The glutamic acid:tyrosine (Glu:Tyr) synthetic polymer was observed to inhibit the insulin receptor beta subunit autophosphorylation with an IC50 of 0.20 mg/ml in the absence and 0.15 mg/ml in the presence of insulin. Even though complete blockade of beta subunit autophosphorylation was observed at 4.0 mg/ml Glu:Tyr, insulin was still capable of stimulating the exogenous protein kinase activity of the insulin receptor toward Glu:Tyr. Histone H2B (1.3 mg/ml) was also observed to inhibit the beta subunit autophosphorylation by approximately 80% with an IC50 of 0.31 and 0.35 mg/ml in the absence and presence of insulin, respectively. Similar to the results with Glu:Tyr, insulin was found to stimulate histone H2B phosphorylation under these conditions.
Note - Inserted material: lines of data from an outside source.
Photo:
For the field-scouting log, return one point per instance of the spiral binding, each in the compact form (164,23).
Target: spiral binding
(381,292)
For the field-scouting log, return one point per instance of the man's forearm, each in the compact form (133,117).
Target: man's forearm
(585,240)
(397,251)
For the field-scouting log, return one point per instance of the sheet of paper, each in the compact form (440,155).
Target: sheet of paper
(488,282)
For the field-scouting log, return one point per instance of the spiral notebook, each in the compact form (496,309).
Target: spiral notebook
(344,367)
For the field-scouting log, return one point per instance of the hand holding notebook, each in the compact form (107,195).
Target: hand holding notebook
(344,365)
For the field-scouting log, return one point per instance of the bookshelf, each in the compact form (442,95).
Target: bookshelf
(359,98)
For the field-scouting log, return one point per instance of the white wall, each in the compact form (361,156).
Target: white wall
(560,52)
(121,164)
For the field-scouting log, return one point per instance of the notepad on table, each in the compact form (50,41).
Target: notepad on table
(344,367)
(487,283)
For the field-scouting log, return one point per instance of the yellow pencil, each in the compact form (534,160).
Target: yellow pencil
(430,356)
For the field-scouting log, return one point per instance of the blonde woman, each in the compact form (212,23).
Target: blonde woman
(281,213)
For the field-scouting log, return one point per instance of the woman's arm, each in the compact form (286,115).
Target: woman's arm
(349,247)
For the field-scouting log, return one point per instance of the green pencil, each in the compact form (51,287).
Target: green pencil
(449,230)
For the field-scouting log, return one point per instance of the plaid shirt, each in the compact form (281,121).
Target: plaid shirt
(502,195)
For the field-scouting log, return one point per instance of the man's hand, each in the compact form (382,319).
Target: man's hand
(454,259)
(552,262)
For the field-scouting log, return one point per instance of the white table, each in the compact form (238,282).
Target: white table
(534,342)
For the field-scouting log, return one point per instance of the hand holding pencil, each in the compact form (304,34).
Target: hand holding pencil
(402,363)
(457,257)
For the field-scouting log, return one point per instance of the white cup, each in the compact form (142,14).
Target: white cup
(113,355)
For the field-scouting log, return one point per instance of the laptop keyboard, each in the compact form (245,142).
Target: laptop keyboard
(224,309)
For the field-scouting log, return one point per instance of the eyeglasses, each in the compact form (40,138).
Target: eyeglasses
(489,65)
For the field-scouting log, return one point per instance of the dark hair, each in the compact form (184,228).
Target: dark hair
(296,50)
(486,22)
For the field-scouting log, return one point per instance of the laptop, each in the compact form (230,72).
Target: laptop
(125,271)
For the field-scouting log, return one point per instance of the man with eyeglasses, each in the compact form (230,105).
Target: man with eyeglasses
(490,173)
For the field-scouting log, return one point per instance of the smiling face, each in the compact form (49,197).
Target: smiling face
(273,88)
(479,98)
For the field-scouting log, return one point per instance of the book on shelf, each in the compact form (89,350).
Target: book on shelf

Comparisons between the time courses of beta subunit autophosphorylation with those of Glu:Tyr phosphorylation both in the presence and absence of insulin confirmed that insulin can stimulate the exogenous protein kinase activity of the insulin receptor in the complete absence of beta subunit autophosphorylation. Prephosphorylation of the insulin receptor (from 0 to 1.3 mol of phosphate/mol of insulin receptor) in the absence of insulin was found to have no significant effect on the exogenous protein kinase activity when assayed both in the presence and absence of insulin. Insulin was observed to stimulate the phosphorylation of Glu:Tyr approximately 3-fold independent of the extent of beta subunit autophosphorylation. In contrast, prephosphorylation of the insulin receptors in the presence of insulin was observed to enhance the exogenous protein kinase activity dependent on the extent of autophosphorylation, such that by 1.4 mol of phosphate incorporated per mol of insulin receptor, insulin was found to maximally stimulate the initial rate of Glu:Tyr phosphorylation (approximately 9-fold). These results demonstrate that the insulin-dependent autophosphorylation of the insulin receptor results in an amplification of the insulin stimulation of the exogenous protein kinase activity, whereas the insulin-independent autophosphorylation does not.